Vancamp
Dominance is probably hard to see OR may not exist in a 8-9 week old puppy, the type that you are talking about. I guess I should have put this in the training Puppies section.
Puppy selection was my main conern.
I failed here because She bought the alpha female, she is a pretty cute puppy. She is mouthing though. I showed Ingrid, how to use the distract and praise method for controlling puppy mouthing. This puppy is the ankle bitting munckins that I've seen in a while. A sruff shake only makes her go after the other ankle, it took three or four to hault this action. Along with the praise and the nifty distraction towel.
This past weekend her cousin stopped by to visited and brought her two boys approximately 3.5 & 4.5 yrs. Old. They just loved the puppy but if she got too close they started running and the puppy would chase, catch and drag down the 3 yr old, pulling down his pants. The puppy couldn’t often catch the 4 yr. old but when she did leg bites and pulling no growling. I introduced the distraction towle the boys were able to play with the puppy witout being nipped, chased or drugged down. This bought another problem with the 3yr old wanting to win, the towel for himself. And fighting between the boys to play with the puppy. The puppy was crated after awhile and the boys watched TV.
The three had a great time. I just didn’t like seeing the puppy chasing the boys, or the boys pulling the puppy off its feet with the towel. I tried to mention it in between two women talking. I got, nowhere, until a kid screamed then they just pulled the puppy off and they started playing again. Surprisingly no scratches were visible and they all were having fun.
Sometimes the puppy would release the leg and just stand over the child until boy tried to get up.
The kids wanted to take the puppy home. I suggested that she bond with the dog first. She was going to let them until I said that. Later that evening Ingrid was very proud of her puppy as it slept wore out from play.
I gave her a list of things not to do. Like don’t let the puppy sleep in her bed. Don’t feed it from your plate. Don’t give it treats all the time, Schedule feeding and pick it up if she does not finish. Control mouthing. And hard as it may be, do not encourage the type play we just witness. Use the towel or a toy.

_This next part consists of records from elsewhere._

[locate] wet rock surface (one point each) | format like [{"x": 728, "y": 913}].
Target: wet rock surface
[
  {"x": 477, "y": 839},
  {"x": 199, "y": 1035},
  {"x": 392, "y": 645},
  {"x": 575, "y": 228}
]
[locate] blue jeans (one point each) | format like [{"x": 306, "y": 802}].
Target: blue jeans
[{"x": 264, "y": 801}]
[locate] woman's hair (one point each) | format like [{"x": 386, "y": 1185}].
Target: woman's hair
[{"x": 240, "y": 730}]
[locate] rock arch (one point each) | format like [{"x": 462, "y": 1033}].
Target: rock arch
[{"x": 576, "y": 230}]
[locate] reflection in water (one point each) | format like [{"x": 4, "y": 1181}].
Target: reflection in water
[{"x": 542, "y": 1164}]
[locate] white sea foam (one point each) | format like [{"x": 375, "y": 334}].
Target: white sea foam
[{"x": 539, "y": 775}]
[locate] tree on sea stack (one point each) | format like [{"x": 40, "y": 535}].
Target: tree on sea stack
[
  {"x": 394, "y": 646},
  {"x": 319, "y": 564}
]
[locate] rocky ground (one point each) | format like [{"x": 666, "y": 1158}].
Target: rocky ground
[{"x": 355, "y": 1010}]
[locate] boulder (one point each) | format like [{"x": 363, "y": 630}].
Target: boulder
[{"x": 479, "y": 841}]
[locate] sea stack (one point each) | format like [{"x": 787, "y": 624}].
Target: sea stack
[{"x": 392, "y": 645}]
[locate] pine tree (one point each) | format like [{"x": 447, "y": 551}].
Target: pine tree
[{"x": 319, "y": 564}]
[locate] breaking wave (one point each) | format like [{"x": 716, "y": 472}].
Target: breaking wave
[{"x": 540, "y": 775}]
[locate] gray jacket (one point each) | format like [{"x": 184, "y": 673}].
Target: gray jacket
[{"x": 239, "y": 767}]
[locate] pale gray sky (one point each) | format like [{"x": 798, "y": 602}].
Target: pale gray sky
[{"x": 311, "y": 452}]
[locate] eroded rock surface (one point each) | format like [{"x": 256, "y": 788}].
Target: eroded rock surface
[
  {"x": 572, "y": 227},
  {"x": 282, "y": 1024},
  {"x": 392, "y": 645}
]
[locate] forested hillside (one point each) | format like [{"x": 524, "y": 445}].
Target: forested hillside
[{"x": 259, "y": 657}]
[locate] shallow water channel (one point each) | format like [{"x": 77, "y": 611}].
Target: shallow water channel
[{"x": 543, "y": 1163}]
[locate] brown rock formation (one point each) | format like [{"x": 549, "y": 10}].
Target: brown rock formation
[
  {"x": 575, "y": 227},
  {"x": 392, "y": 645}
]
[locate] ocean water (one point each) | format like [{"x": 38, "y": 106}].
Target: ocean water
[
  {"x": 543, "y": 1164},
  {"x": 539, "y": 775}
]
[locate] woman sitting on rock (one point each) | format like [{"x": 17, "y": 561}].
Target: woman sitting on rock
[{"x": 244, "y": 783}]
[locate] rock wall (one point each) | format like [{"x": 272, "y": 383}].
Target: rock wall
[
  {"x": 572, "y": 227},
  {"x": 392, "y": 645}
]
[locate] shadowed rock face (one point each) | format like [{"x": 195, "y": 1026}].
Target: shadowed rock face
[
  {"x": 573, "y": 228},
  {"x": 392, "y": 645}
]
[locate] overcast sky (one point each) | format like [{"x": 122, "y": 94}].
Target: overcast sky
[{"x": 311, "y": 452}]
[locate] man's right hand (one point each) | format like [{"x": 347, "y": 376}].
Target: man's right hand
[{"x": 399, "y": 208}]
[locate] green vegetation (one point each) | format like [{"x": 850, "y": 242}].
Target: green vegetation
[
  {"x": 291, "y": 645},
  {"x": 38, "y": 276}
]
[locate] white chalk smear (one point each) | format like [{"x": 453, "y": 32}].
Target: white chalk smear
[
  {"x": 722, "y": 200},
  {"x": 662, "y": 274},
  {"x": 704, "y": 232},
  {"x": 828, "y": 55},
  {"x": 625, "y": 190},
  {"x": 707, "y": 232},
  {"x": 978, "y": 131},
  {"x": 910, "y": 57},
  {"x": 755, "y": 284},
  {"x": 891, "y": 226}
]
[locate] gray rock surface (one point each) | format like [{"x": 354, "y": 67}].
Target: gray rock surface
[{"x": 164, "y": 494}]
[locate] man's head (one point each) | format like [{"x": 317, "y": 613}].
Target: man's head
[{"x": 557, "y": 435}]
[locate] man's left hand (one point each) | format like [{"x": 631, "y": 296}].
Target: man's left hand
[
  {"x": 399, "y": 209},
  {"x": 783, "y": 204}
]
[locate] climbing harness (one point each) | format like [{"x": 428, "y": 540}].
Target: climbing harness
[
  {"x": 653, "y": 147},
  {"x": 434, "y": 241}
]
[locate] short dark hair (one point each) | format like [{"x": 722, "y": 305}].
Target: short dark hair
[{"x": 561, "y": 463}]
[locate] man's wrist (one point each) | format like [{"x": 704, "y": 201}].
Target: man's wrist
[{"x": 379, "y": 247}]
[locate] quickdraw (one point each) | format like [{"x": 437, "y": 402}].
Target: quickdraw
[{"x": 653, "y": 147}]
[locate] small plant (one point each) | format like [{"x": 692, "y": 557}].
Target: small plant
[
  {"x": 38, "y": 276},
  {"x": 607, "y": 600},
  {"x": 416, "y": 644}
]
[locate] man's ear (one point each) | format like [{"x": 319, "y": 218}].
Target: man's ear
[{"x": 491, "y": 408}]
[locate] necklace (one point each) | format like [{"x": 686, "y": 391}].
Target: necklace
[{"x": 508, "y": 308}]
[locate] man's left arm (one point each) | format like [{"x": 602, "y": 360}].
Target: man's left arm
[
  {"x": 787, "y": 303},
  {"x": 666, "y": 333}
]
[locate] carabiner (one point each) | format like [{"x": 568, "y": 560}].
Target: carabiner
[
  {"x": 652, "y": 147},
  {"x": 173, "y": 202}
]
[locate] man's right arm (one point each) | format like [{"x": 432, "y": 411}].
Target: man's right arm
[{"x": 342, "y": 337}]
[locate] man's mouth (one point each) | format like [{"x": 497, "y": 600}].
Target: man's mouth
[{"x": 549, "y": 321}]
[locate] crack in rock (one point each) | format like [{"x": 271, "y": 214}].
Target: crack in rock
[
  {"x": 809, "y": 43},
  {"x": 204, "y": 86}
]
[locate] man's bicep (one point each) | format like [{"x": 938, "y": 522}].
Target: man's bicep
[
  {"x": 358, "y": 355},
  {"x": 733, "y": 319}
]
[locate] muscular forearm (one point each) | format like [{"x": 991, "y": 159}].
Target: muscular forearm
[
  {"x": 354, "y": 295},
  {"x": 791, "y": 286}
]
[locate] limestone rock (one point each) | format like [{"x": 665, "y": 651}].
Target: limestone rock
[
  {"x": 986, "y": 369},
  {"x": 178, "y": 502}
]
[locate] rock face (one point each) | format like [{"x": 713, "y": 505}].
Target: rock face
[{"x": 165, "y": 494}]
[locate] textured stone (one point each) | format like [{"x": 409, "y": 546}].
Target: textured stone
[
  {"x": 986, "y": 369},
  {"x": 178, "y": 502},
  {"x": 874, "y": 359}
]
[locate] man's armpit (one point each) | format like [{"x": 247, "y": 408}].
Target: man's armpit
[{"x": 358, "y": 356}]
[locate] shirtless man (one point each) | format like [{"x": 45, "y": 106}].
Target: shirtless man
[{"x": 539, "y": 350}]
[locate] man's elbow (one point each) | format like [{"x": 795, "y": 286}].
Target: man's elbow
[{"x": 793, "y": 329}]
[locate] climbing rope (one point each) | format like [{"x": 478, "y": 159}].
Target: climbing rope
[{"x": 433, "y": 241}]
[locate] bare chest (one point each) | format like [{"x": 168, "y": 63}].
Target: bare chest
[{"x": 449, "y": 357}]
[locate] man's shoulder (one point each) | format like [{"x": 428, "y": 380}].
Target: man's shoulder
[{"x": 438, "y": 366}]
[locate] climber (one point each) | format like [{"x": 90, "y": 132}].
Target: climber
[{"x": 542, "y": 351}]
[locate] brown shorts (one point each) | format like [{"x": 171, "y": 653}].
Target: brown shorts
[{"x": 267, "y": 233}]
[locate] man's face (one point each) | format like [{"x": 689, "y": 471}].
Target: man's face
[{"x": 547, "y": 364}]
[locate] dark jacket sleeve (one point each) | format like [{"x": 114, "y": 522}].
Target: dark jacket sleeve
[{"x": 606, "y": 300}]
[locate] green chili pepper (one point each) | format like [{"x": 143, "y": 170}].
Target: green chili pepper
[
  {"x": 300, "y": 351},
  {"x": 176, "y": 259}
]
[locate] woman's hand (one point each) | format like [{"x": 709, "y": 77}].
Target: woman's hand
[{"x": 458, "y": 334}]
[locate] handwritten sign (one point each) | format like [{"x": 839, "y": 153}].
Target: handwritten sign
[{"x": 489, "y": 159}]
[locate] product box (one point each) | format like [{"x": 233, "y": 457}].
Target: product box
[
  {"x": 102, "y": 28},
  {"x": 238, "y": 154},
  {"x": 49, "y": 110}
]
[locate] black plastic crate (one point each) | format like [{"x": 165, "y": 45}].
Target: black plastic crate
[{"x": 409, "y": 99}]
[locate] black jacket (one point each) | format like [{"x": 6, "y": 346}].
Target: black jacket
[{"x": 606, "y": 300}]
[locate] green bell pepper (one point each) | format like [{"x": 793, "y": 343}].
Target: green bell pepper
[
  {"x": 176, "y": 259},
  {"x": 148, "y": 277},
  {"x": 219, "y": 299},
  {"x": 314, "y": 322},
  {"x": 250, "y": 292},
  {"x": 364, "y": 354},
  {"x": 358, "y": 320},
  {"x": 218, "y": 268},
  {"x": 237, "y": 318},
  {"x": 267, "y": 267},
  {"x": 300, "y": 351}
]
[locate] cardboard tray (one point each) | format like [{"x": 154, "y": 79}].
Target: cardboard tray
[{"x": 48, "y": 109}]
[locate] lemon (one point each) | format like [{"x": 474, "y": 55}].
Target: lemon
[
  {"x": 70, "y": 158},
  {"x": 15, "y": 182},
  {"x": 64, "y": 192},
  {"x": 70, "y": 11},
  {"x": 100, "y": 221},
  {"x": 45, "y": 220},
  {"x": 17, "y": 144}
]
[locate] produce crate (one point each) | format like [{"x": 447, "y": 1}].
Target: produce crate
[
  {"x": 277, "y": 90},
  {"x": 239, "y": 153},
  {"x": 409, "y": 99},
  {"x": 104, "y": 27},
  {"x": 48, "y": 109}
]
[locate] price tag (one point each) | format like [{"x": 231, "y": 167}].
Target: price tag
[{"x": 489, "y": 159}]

I explained that the puppy has pretty good prey drive for an 8-9 weeks old and may be pretty hard. She was swatted, pushed off, ran over, yelped only once. She would give chase all the way to the placing her fore paws on top of the sofa that the kids jumped up on for safety. The only time she growled was when one of the little ones stepped on her tail. She snap at him and went on to something else. The child was told not to do that again, it never happened again.
Mental Note to myself: Never do this again. Train Woman, Children and Puppy until Pro takes over Puppy, at 12 weeks. Work with owner and other people in the puppy’s life.
I don’t want to scare anybody We are going to do our best to discourage the child chasing incident even though it was funny and they all had fun.
Am I right about this, will the puppy grow up and associate this chasing with proper behavior? Or is it just the pack playing rough.
Come on Pro trainer day 3, 14 hours 6 minutes, 46 seconds and counting.